Seehofer kämpft um seine Ämter
Während Ministerpräsident Markus Söder (CSU) in München damit beginnt, eine neue Regierung zu bauen, bröckelt die Koalition in Berlin. Die Kritik am CSU-Chef wird lauter.
BERLIN Die Wahlschlappen für CSU und SPD in Bayern sind am Montag vorerst ohne personelle Konsequenzen geblieben, haben aber die große Koalition in Berlin mit Blick auf die Hessen-Wahl am 28. Oktober in Nervosität versetzt. Die CSU vertagte die Aufarbeitung des historischen Wahldebakels auf die Zeit nach der Wiederwahl von Ministerpräsident Markus Söder und die Bildung einer neuen Landesregierung, die voraussichtlich mit den FreienWählern erfolgen soll. Parteichef Horst Seehofer gab bekannt, dass er an den Sondierungen zur Regierungsbildung teilnehmen werde und man erst Ende November oder Anfang Dezember über strategische, programmatische und personelle Konsequenzen beraten werde.
In einer Sitzung des CSU-Vorstands kritisierten der frühere Parteichef Theo Waigel und der frühere Landespolitiker Thomas Goppel nach Informationen unserer Redaktion Seehofer scharf. Waigel warf dem CSU-Chef in diesem Zusam- menhang auch Schwächen im Amt als Bundesinnenminister vor. Konkret nannte er den wochenlangen Streit um Verfassungsschutzpräsident Hans-Georg Maaßen.
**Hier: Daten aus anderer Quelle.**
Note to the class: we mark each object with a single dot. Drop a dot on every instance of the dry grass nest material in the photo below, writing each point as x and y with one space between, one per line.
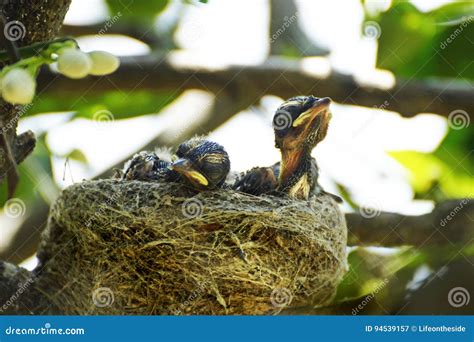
115 247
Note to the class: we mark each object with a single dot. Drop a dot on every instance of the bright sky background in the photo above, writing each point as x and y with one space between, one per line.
226 32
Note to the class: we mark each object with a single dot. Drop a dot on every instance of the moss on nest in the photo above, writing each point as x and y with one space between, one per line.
115 247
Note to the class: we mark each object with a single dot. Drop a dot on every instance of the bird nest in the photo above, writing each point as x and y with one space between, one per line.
114 247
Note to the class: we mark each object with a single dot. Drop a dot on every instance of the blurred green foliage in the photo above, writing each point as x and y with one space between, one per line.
432 44
119 104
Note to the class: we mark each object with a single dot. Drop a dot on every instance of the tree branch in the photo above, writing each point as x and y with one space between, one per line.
276 76
34 21
450 222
In der CDU hielten sich trotz des verbreiteten Unmuts über die Schwesterpartei Vorstandsmitglieder mit Rücktrittsforderungen gegenüber Seehofer zurück. Es herrschte die Befürchtung, dass da- mit eine Debatte um die politische Zukunft der eigenen Parteichefin, Angela Merkel, ausgelöst werden könnte. Das will die CDU mit Blick auf die Landtagswahl in Hessen unbedingt vermeiden. Deren Ausgang gilt in Parteikreisen auch als entscheidend dafür, ob Merkel beim CDU-Bundesparteitag in Hamburg im Dezember als Parteivorsitzende wiedergewählt wird.
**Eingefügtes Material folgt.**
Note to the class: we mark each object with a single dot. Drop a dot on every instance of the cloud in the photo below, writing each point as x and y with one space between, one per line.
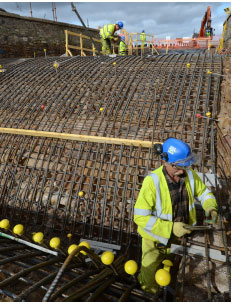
175 19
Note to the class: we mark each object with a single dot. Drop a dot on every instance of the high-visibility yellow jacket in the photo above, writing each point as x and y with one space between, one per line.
107 31
143 37
153 208
122 48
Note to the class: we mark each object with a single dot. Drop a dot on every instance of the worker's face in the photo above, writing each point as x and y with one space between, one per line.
174 170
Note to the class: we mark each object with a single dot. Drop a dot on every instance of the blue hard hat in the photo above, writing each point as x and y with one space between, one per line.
178 152
120 23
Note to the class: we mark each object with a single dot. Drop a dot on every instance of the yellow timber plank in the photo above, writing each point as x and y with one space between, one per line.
77 137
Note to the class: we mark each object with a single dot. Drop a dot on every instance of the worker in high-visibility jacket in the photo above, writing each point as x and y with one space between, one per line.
142 38
122 46
166 204
107 35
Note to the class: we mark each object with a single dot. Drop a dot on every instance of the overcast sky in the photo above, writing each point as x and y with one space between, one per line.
175 19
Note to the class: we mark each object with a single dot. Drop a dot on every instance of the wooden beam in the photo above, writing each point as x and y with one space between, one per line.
77 137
CDU-Generalsekretärin Annegret Kramp-Karrenbauer nannte die Verluste für die beiden Volksparteien CSU und SPD einen „klaren Schuss vor den Bug“. Die Koalition im Bund müsse nun endlich umsetzen, was sie vor sechs Monaten mühsam verhandelt habe. Der Wahlausgang in Bayern sei auch ein Reflex der Menschen auf die schwierige Regierungsbildung und die Streitereien innerhalb der Unionsparteien gewesen.
Ein Grund für die Stärke der Grünen sieht Kramp-Karrenbauer in deren Bereitschaft zur Regierungsbildung während der Jamaika-Sondierungen. Die FDP, die damals die Verhandlungen hatte platzen lassen, habe schlechter abgeschnitten.
SPD-Chefin Andrea Nahles erklärte unter dem Eindruck des Wahlergebnisses, das Schicksal der großen Koalition werde sich nicht unmittelbar entscheiden, sondern erst in den kommenden Monaten.Vertreter der SPD-Linken warnten jedoch abermals, dass die Sozialdemokraten offensichtlich nicht in der Lage seien, sich in der Regierung zu erneuern.